Exhibit 5.1

 

 

May 22, 2025

 

IR-Med, Inc.

ZHR Industrial Zone

Rosh Pina, Israel, 1231400

 

Re: Registration Statement on Form S-1

 

Ladies and Gentlemen:

 

We have acted as counsel to IR-Med, Inc., a Nevada corporation (the “Company”), in connection with the preparation and filing with the Securities and Exchange Commission (the “Commission”) pursuant to the Securities Act of 1933, as amended (the “Securities Act”), of a Registration Statement on Form S-1, as amended (the “Registration Statement”) pertaining to the registration and sale of up to 80,000,000 shares (the “Shares”) of common stock, $0.001 par value per share (the “Common Stock”) of the Company, from time to time, pursuant to an Equity Purchase Agreement (the “Purchase Agreement”), dated as of March 11, 2025, entered into by and between the Company and Williamsburg Venture Holdings, LLC.

 

We have examined signed copies of the Registration Statement and have also examined and relied upon minutes of meetings of the Board of Directors of the Company as provided to us by the Company, the Articles of Incorporation and By-Laws of the Company, each as restated and/or amended to date, and such other documents as we have deemed necessary for purposes of rendering the opinions hereinafter set forth.

 

In such examination, we have assumed the genuineness of all signatures, the legal capacity of natural persons, the authenticity of all items submitted to us as originals, the conformity with originals of all items submitted to us as copies, and the authenticity of the originals of such copies. As to any facts material to the opinions expressed herein that we did not independently establish or verify, we have relied upon statements and representations of officers and other representatives of the Company and public officials.

 

The opinions rendered herein are limited to the Nevada Revised State Statutes and the federal laws of the United States.

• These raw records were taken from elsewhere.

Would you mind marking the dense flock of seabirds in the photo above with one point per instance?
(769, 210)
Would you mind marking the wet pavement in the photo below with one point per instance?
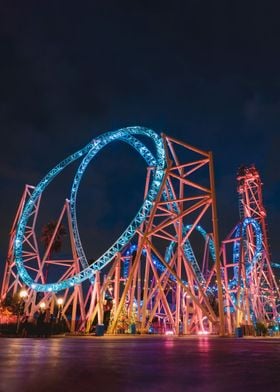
(139, 364)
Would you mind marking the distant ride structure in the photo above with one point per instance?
(167, 272)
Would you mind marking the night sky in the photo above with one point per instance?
(205, 72)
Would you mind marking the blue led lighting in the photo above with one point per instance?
(89, 152)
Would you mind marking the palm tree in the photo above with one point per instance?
(46, 237)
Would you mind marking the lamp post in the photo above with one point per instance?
(20, 308)
(59, 302)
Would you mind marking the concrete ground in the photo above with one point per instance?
(139, 363)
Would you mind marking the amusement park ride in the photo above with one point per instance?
(167, 272)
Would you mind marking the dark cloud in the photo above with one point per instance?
(204, 72)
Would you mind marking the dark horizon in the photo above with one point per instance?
(207, 74)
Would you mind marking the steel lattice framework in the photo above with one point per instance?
(251, 290)
(165, 281)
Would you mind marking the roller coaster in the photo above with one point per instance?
(166, 273)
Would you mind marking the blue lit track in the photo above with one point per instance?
(89, 152)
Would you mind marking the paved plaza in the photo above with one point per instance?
(144, 363)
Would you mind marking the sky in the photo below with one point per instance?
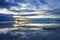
(29, 4)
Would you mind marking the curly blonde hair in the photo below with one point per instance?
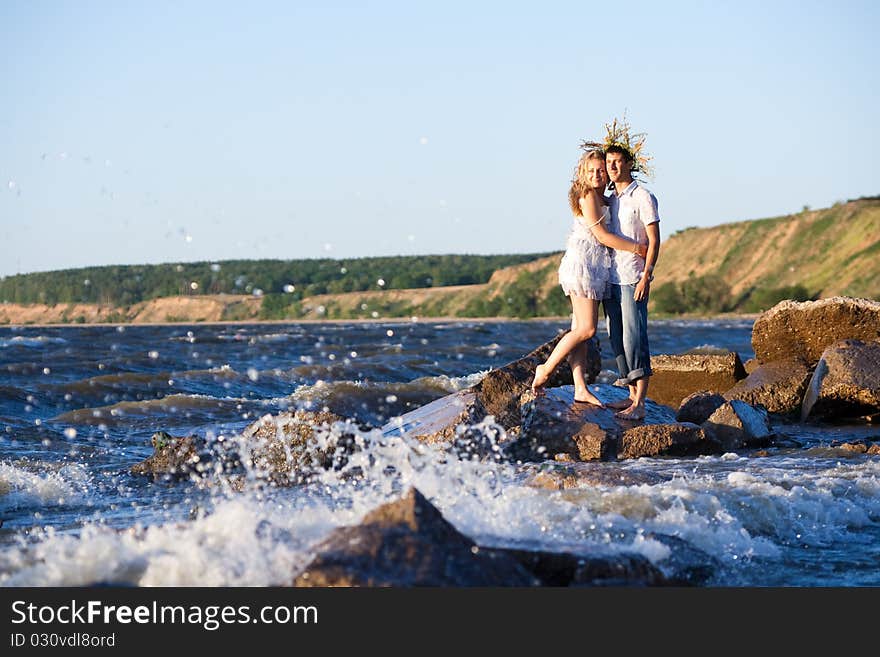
(580, 187)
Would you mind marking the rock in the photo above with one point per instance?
(676, 377)
(284, 449)
(173, 456)
(566, 569)
(554, 423)
(792, 329)
(846, 381)
(289, 448)
(698, 406)
(408, 543)
(501, 389)
(685, 439)
(736, 425)
(778, 386)
(686, 565)
(497, 394)
(588, 475)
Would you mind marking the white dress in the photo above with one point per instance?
(585, 267)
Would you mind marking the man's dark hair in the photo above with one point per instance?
(614, 148)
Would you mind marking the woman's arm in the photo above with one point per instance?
(592, 214)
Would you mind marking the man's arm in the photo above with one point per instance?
(643, 287)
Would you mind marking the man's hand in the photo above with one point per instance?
(643, 288)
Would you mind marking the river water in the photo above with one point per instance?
(78, 405)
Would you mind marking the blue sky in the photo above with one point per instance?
(147, 132)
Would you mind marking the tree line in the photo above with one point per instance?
(286, 280)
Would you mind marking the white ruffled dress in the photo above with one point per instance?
(584, 270)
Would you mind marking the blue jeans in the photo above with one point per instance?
(628, 333)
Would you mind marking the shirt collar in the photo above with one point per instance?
(630, 189)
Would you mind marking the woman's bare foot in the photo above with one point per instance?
(541, 377)
(584, 396)
(633, 412)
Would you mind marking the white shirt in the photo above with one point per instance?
(631, 211)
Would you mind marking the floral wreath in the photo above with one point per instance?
(617, 133)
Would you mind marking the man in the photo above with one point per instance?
(633, 214)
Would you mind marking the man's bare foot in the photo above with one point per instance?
(541, 376)
(634, 412)
(586, 397)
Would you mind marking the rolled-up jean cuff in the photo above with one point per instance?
(635, 375)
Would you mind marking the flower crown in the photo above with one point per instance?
(617, 134)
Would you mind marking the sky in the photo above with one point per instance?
(153, 132)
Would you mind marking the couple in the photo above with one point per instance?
(610, 256)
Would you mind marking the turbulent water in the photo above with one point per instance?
(78, 406)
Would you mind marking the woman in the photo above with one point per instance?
(583, 272)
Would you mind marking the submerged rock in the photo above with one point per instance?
(846, 381)
(283, 449)
(778, 386)
(682, 439)
(408, 543)
(792, 329)
(698, 406)
(676, 377)
(497, 395)
(736, 425)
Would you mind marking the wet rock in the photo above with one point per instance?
(846, 381)
(676, 377)
(698, 406)
(408, 543)
(553, 423)
(686, 564)
(174, 456)
(778, 386)
(497, 394)
(283, 449)
(588, 475)
(682, 439)
(288, 448)
(501, 389)
(792, 329)
(736, 425)
(566, 569)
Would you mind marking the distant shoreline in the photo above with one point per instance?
(377, 320)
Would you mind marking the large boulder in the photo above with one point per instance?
(698, 406)
(792, 329)
(778, 386)
(408, 543)
(736, 425)
(846, 382)
(498, 395)
(500, 390)
(676, 377)
(554, 426)
(284, 449)
(682, 439)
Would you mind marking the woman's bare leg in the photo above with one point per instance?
(583, 325)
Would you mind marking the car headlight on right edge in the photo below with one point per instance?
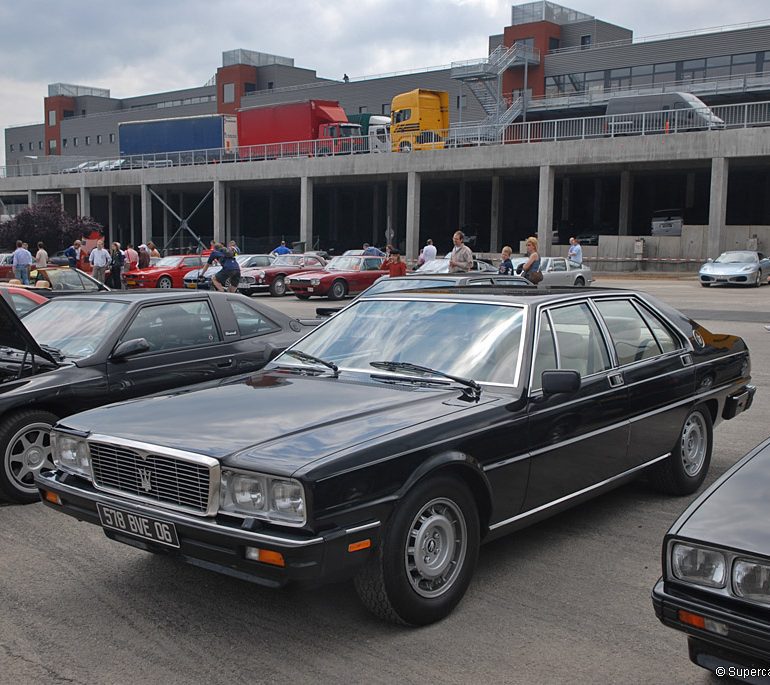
(71, 453)
(698, 565)
(270, 498)
(751, 580)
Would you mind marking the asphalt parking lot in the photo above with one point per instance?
(565, 601)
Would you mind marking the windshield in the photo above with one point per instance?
(288, 260)
(167, 261)
(75, 327)
(478, 341)
(736, 258)
(435, 266)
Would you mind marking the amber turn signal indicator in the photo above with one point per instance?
(361, 544)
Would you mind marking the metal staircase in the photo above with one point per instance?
(484, 79)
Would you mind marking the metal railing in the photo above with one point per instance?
(713, 120)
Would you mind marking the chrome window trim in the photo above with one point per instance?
(146, 449)
(566, 498)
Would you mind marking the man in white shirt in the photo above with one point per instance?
(99, 259)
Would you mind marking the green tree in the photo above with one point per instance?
(46, 222)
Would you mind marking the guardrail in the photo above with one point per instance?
(715, 119)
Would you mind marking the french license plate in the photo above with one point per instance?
(140, 526)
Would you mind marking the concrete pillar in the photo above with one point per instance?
(545, 209)
(84, 201)
(626, 194)
(717, 205)
(219, 210)
(495, 214)
(597, 214)
(306, 211)
(689, 195)
(146, 213)
(375, 213)
(413, 216)
(112, 234)
(392, 211)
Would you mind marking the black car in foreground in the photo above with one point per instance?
(716, 573)
(85, 351)
(404, 431)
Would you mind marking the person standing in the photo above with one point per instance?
(99, 260)
(22, 261)
(506, 266)
(72, 253)
(393, 265)
(575, 252)
(230, 273)
(461, 257)
(41, 256)
(117, 260)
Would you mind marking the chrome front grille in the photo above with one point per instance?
(149, 476)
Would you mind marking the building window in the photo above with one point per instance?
(744, 64)
(664, 73)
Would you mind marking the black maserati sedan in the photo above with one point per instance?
(84, 351)
(716, 573)
(403, 432)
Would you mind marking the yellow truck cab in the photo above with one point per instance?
(419, 120)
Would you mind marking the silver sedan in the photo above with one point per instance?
(744, 267)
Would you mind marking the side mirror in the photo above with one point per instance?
(128, 348)
(554, 382)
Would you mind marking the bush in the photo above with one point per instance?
(46, 222)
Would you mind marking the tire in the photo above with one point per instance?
(686, 468)
(338, 290)
(438, 515)
(25, 448)
(278, 287)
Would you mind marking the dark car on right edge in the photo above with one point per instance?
(716, 573)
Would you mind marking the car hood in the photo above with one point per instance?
(733, 513)
(736, 267)
(275, 420)
(14, 334)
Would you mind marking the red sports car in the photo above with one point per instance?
(345, 275)
(273, 277)
(167, 273)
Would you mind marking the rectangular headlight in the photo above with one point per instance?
(698, 565)
(281, 500)
(751, 580)
(70, 453)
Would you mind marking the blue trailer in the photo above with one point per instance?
(180, 140)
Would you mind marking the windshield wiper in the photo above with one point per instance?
(305, 357)
(473, 389)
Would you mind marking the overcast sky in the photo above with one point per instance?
(147, 46)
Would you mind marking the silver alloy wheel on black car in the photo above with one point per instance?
(426, 556)
(25, 445)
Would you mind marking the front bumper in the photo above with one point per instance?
(220, 543)
(745, 643)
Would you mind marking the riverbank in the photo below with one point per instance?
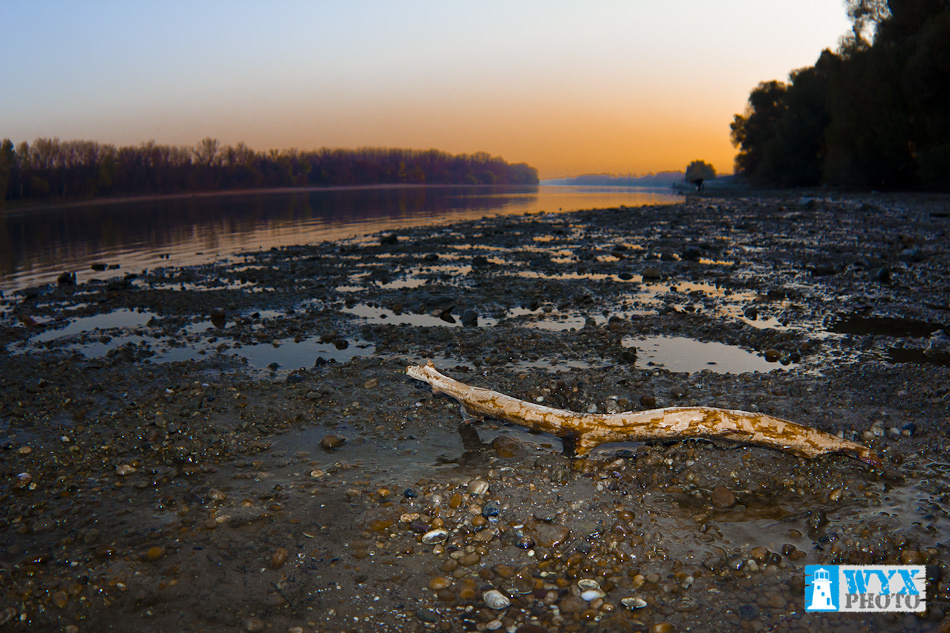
(237, 448)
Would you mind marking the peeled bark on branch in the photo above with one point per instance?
(592, 429)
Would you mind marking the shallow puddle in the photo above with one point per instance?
(290, 355)
(121, 318)
(898, 327)
(681, 354)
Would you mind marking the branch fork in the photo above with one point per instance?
(589, 430)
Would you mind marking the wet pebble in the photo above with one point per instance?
(428, 615)
(633, 602)
(552, 534)
(722, 498)
(469, 318)
(331, 441)
(434, 537)
(505, 446)
(478, 487)
(23, 480)
(278, 558)
(495, 599)
(155, 553)
(439, 582)
(571, 604)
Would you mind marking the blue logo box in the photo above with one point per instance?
(865, 588)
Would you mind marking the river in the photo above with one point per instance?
(36, 246)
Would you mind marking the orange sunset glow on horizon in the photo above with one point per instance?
(571, 88)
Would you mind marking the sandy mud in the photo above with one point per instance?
(236, 447)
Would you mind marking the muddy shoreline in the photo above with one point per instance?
(237, 448)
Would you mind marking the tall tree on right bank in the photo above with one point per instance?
(872, 115)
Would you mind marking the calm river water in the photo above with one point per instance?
(36, 246)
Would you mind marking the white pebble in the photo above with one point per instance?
(496, 599)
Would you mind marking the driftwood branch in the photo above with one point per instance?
(592, 429)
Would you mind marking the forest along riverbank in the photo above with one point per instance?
(238, 448)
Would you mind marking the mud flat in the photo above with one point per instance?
(236, 447)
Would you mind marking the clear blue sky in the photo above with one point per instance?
(569, 86)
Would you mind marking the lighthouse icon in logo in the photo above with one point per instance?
(821, 596)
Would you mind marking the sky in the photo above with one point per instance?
(570, 87)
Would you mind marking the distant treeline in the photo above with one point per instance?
(660, 179)
(876, 114)
(50, 168)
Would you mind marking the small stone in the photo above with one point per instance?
(760, 553)
(439, 582)
(777, 602)
(592, 594)
(330, 442)
(428, 615)
(434, 537)
(278, 558)
(722, 498)
(22, 480)
(571, 604)
(478, 487)
(496, 600)
(912, 557)
(551, 535)
(216, 495)
(506, 446)
(469, 318)
(633, 602)
(154, 553)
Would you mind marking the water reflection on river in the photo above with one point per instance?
(36, 246)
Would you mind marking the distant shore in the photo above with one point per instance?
(46, 205)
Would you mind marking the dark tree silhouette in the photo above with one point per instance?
(77, 169)
(872, 115)
(698, 172)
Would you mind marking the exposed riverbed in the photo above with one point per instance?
(236, 446)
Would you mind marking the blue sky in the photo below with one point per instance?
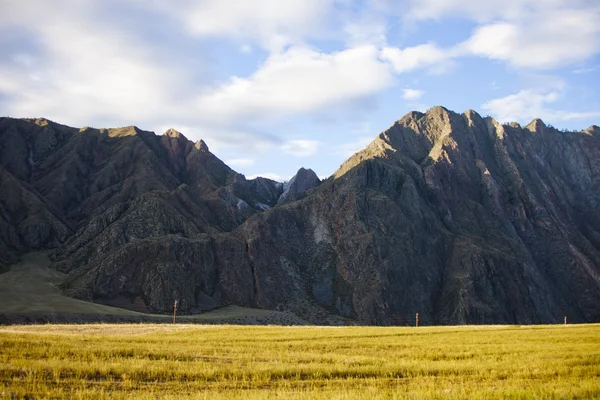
(275, 85)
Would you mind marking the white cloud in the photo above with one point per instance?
(529, 104)
(348, 149)
(240, 162)
(84, 70)
(271, 23)
(552, 40)
(481, 11)
(411, 58)
(412, 94)
(301, 148)
(298, 80)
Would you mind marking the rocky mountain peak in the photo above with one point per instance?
(536, 126)
(202, 146)
(304, 180)
(172, 133)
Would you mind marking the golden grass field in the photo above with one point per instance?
(243, 362)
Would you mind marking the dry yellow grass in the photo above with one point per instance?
(175, 361)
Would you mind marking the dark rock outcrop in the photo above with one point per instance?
(303, 181)
(453, 216)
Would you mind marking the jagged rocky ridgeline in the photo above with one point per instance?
(453, 216)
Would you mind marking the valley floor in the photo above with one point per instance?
(223, 361)
(29, 293)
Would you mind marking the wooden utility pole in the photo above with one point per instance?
(175, 311)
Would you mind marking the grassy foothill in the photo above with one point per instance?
(245, 362)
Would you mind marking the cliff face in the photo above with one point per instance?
(453, 216)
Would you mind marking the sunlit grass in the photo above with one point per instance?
(173, 361)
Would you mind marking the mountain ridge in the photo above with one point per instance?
(454, 216)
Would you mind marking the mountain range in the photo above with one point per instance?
(453, 216)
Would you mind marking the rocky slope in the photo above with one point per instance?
(453, 216)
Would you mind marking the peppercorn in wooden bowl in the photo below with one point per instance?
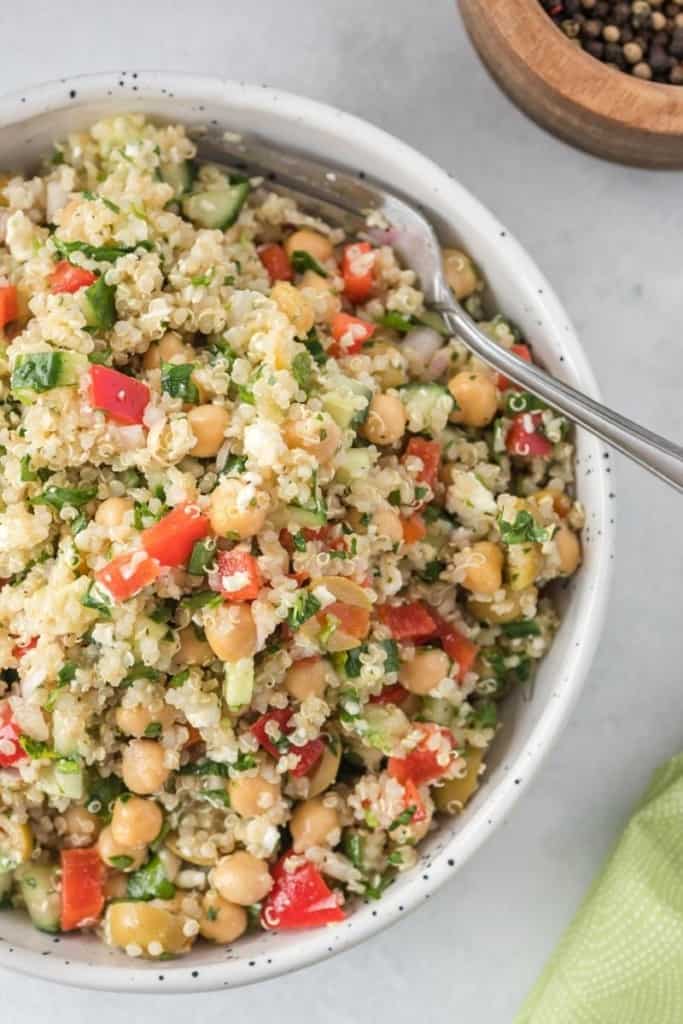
(611, 113)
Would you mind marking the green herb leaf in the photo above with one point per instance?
(57, 498)
(303, 608)
(176, 381)
(302, 370)
(524, 529)
(524, 628)
(302, 261)
(150, 882)
(202, 558)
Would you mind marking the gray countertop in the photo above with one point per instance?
(609, 240)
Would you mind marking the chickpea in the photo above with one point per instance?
(230, 632)
(134, 721)
(241, 878)
(208, 423)
(110, 851)
(221, 922)
(236, 509)
(252, 795)
(153, 929)
(142, 767)
(484, 571)
(296, 307)
(313, 823)
(388, 524)
(568, 550)
(317, 434)
(135, 822)
(81, 825)
(309, 242)
(319, 293)
(191, 649)
(460, 272)
(171, 348)
(112, 511)
(386, 420)
(425, 671)
(475, 394)
(306, 678)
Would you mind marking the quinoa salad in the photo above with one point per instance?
(273, 547)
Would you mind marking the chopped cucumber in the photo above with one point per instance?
(383, 726)
(239, 684)
(39, 887)
(38, 372)
(178, 176)
(348, 402)
(216, 208)
(98, 305)
(306, 517)
(353, 464)
(428, 407)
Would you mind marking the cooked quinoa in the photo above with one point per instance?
(273, 547)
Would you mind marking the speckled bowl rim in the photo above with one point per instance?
(177, 976)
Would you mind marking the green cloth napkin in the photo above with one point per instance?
(621, 961)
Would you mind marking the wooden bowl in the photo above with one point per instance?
(596, 108)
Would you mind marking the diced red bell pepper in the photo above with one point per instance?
(19, 649)
(8, 304)
(413, 799)
(408, 622)
(414, 528)
(308, 756)
(357, 264)
(430, 454)
(11, 752)
(390, 694)
(68, 278)
(421, 764)
(523, 351)
(126, 574)
(279, 715)
(123, 397)
(459, 647)
(237, 567)
(299, 898)
(276, 262)
(82, 888)
(171, 540)
(351, 620)
(350, 334)
(524, 437)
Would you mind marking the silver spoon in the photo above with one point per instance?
(346, 200)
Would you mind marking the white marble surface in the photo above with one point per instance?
(609, 239)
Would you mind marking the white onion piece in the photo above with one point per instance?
(419, 346)
(438, 365)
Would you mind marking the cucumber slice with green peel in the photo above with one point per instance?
(306, 517)
(178, 176)
(39, 886)
(239, 684)
(421, 402)
(353, 465)
(35, 373)
(98, 305)
(216, 208)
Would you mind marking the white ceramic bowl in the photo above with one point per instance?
(30, 123)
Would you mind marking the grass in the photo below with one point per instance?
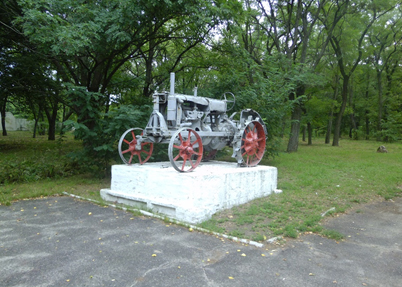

For purposes of our opinion, we have examined an official compilation of “Title 7 - Business Associations; Securities; Commodities, Chapter - 78 - Private Corporations” of the Nevada Revised Statutes. Such examination was limited to the provisions of such statute only, and did not include any annotations or commentary related thereto. We do not purport to be experts on the laws of the State of Nevada and our opinion is based upon such limited experience.

 

Please note that we are opining only as to the matters expressly set forth herein, and no opinion should be inferred as to any other matters. This opinion is based upon currently existing statutes, rules, regulations and judicial decisions, as further limited above, and we disclaim any obligation to advise you of any change in any of these sources of law or subsequent legal or factual developments which might affect any matters or opinions set forth herein.

 

Based upon and subject to the foregoing, we are of the opinion that the Shares have been duly authorized for issuance and, when issued, delivered and paid for as provided in the Purchase Agreement, and as described in the Registration Statement, the Shares will be validly issued, fully paid and non-assessable. 

 

This opinion is rendered to you in connection with the Registration Statement. This opinion may not be relied upon for any other purpose, or furnished to, quoted or relied upon by any other person, firm or corporation for any purpose, without our prior written consent, except that (A) this opinion may be furnished or quoted to judicial or regulatory authorities having jurisdiction over you, and (B) this opinion may be relied upon by purchasers and holders of the Shares currently entitled to rely on it pursuant to applicable provisions of federal securities law.

 

We consent to the inclusion of this opinion as an exhibit to the Registration Statement and further consent to all references to us under the caption “Legal Matters” in the Registration Statement. In giving this consent, we do not admit that we are in the category of persons whose consent is required under Section 7 of the Securities Act or the rules and regulations of the Commission.